“L’histoire de l’immigration est aussi une histoire de femmes”
Pour Les Damnées de la mer: Femmes et frontières en Méditerranée (La Découverte), qui paraîtra en novembre, la géographe Camille Schmoll a recueilli les récits de plusieurs femmes migrantes. Une enquête loin des idées reçues.
Vous vous êtes spécifiquement intéressée aux femmes migrantes dans votre enquête. Quelles sont vos conclusions? Il y a longtemps eu un mythe selon lequel les hommes migrants étaient plus nombreux et que l’apparition des femmes était liée à la tertiarisation de l’économie. En réalité, l’histoire de l’immigration est aussi une histoire de femmes dès le début, mais une histoire mal connue. Encore aujourd’hui, avec les images qu’on a de la traversée de la Méditerranée et des passages aux frontières, on a une vision très masculine qui domine. On a vu quelques femmes apparaître avec la crise sicilienne, mais ça reste des images de famille. En réalité, selon L’ONU, 48% des personnes migrantes sont des femmes. Et puis, on peut imaginer qu’elles sont encore plus nombreuses en aval. Nombre de femmes sont mortes en route, que ça soit en mer, dans le désert ou aux frontières.
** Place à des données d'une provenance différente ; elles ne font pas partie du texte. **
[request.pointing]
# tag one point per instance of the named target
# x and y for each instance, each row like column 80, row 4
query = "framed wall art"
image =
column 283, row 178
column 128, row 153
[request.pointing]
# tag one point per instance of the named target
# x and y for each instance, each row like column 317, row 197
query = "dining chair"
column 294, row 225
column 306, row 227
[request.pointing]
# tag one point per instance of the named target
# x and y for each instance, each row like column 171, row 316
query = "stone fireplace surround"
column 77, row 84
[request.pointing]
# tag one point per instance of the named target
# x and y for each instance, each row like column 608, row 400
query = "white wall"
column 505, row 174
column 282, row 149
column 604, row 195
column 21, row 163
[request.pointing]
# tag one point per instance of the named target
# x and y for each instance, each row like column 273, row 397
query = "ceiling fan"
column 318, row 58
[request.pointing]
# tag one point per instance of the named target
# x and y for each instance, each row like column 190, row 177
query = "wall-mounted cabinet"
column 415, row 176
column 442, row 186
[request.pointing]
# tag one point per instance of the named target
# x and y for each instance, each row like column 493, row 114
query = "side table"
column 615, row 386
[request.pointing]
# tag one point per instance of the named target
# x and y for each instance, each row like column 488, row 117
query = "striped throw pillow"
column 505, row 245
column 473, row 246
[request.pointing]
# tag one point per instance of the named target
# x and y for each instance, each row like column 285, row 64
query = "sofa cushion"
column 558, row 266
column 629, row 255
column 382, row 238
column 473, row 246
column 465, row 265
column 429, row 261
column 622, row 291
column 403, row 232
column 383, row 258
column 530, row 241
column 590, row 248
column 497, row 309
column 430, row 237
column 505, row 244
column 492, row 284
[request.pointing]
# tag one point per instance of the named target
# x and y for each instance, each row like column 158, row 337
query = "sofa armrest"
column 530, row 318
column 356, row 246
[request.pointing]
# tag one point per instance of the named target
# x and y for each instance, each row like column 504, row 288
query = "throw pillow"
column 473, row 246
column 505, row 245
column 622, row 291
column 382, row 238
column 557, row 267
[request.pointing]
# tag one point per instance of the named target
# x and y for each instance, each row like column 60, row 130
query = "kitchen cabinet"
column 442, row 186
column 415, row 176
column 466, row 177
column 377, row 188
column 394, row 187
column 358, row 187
Vous expliquez également que ce ne sont pas les plus démunies qui migrent. Absolument. On oublie que ces personnes, qui ont souvent vécu des choses très dures lors de leur migration et sont parfois bloquées dans un milieu quasi carcéral, ont des ressources économiques, sociales et même culturelles. Nombre des femmes que j’ai rencontrées dans les centres d’attente sont allées au collège, voire au lycée et même à l’université. C’est un gâchis énorme, car ces ressources pourraient être réinvesties, mais c’est souvent trop difficile, notamment à cause du temps que ces personnes passent en suspens. Même quand elles ont des papiers, ce n’est, dans le meilleur des cas, que pour une durée d’un an. Ces ‘conditions d’incertitudes’, comme l’exprime l’historienne Simona Cerutti, font qu’il est difficile de construire une vie nouvelle en Europe.
Plus généralement, comment jugez-vous l’évolution dans la façon dont l’europe considère la question migratoire? Il y a une banalisation du rapport à la mort, c’est une évidence. En 2015, quand le petit Alan (Alan Kurdi, un enfant de 3 ans, mort noyé le 2 septembre 2015, ndlr) est photographié sur une plage, il y a une émotion énorme. À cette époque, on nomme encore les morts. Aujourd’hui, qui s’en soucie? Fondamentalement, on a une dépersonnalisation du sujet. Et en plus, on s’est accoutumés à la collaboration avec des États qui sont en guerre et qui ne peuvent donc pas garantir la sécurité des personnes migrantes, ou des États qui ne reconnaissent pas la convention de Genève, qui sont autoritaires... On a complètement banalisé cela, pour un coût humain terrible. Au nombre de morts, il faut donc ajouter celui de personnes emprisonnées, torturées... C’est une défaite énorme du point de vue des droits humains. La question est de savoir jusqu’à quel niveau de violence et de renoncement on peut aller.